Charli XCX 2021 Crash
Photo by Terrence O'Connor

Charli XCX – Crash

(Asylum Records/Warner, 18 marzo 2022)

Sono passati dieci anni da quando Charli XCX e le Icona Pop facevano ballare gli allora giovani millennials al grido di “you’re from the ‘70s but I’m a ‘90s bitch”. L’artista inglese nel frattempo è diventata una superstar del pop mondiale, e arriva sugli scudi a questo suo quinto album con una scia di singoli da Top 40 come Boom Clap, After the Afterparty e Boys, solo per citarne alcuni.
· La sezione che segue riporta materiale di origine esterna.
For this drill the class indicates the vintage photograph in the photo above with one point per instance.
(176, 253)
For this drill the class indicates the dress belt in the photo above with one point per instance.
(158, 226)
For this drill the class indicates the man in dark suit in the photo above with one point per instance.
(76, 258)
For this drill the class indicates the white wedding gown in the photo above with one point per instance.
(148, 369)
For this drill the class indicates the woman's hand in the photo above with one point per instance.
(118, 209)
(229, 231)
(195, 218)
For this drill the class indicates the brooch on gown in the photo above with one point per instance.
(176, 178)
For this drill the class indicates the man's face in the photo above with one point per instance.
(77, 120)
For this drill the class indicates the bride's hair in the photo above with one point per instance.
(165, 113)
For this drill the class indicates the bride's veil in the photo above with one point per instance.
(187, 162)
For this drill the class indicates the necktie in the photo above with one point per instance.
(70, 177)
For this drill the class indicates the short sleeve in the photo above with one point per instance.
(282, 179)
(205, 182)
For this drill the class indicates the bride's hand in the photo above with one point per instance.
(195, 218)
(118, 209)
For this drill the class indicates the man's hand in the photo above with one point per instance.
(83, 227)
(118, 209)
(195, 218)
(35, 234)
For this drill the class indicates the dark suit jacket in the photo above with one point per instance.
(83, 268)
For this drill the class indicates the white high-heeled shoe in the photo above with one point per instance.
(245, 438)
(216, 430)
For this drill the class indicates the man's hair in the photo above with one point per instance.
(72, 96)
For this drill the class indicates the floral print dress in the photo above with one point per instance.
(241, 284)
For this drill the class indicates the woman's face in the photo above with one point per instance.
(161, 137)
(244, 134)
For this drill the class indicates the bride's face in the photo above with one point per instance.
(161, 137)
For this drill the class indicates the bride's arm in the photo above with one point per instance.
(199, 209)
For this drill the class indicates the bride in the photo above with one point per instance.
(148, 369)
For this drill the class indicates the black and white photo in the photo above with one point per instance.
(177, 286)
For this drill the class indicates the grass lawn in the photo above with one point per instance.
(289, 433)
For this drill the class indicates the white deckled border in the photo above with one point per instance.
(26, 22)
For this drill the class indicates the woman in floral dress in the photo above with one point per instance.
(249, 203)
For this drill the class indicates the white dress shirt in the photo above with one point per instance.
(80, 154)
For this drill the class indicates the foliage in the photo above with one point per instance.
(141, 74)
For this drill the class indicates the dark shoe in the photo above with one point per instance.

Rispetto al lunghissimo Charli del 2019, Crash è un album più conciso che si ferma a dodici canzoni nella tracklist, peraltro con durate molto brevi -quasi tutte stanno sotto i tre minuti. Il sound è sempre quello molto glitter pop che già avevamo visto su Charli, con occasionali richiami alla musica dance di fine anni 2000 (vedi Beg for You) se non addirittura a quella degli anni ’90, specialmente in Used to Know Me che funziona parecchio anche grazie al campionamento del celeberrimo synth di Show Me Love di Robin S. La prima parte dell’album è nettamente migliore della seconda e contiene tutti i singoli con il maggior potenziale da hit, in particolare New Shapes feat. Christine and The Queens e Caroline Polacheck (con il Perfetto refrain “What you want / I ain’t got it”), Good Ones e Constant Repeat. Leggermente meno brillante la seconda parte, che rallenta anche i ritmi con la ballad pop Every Rule e rasenta il fastidioso con Baby, ma in generale il livello del disco è davvero buono, forse appena sotto quello di Charli, che però era un disco composto “sotto steroidi” con decine di partecipazioni e collaborazioni dei migliori songwriter al mondo, mentre a questo giro sembra che l’album abbia rispecchiato ancor più la visione precisa che l’artista inglese aveva in mente.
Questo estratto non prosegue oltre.